Gemini API Pricing 2026: Free Tier, 2.5 Pro Costs, and Context Caching Discounts

Deploybase · January 8, 2026 · LLM Pricing

Contents


Gemini API Pricing: Overview

Gemini API Pricing is the focus of this guide. Free tier: 50 requests/minute, 1M tokens/day. Gemini 1.5 Flash (not 2.5).

Pro ($1.25 input, $10 output per 1M for prompts ≤200K tokens) for reasoning.

Flash ($0.30 input, $2.50 output) for speed.
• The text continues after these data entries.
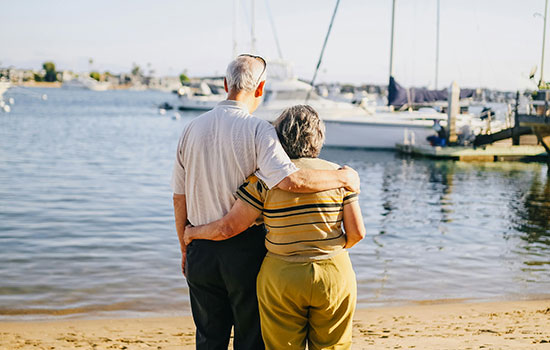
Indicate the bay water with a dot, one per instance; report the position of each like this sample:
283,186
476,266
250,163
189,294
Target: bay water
87,229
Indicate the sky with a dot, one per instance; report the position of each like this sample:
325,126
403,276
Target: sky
483,43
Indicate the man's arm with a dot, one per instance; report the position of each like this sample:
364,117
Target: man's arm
239,218
180,214
353,224
309,180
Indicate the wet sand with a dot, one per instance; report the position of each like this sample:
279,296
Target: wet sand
494,325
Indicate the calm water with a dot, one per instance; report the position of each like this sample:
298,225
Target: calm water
86,225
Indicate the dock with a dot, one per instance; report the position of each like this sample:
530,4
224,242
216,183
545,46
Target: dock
489,153
534,124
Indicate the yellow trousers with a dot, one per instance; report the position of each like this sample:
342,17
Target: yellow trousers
307,301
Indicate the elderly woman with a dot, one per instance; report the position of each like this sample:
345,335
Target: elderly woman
306,285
Context caching discounts reused context 90%. Use it if developers're feeding the same docs repeatedly.


Pricing Summary Table

ModelPrompt $/MCompletion $/MContext CachingBest For
Free TierFree (60 req/min)Free (60 req/min)NonePrototyping
Gemini 2.5 Pro$1.25–$2.50*$10.00–$15.00*90% discountComplex reasoning
Gemini 2.5 Flash$0.30$2.5090% discountSpeed-focused, cost-sensitive

*Gemini 2.5 Pro: $1.25 input / $10 output for prompts ≤200K tokens; $2.50 input / $15 output for prompts >200K tokens.

Data from Google's official pricing page (March 2026).


Free Tier Details

Google's free tier lets teams experiment with Gemini without authentication keys or billing setup. Developers get Gemini 1.5 Flash (the older version, not 2.5) with 50 requests per minute and daily quotas.

Limits: 1,500 requests per day. No batch processing. No file uploads beyond 20MB. EXIF metadata only from images, no video. Rate limiting kicks in aggressively once the daily quota is exceeded.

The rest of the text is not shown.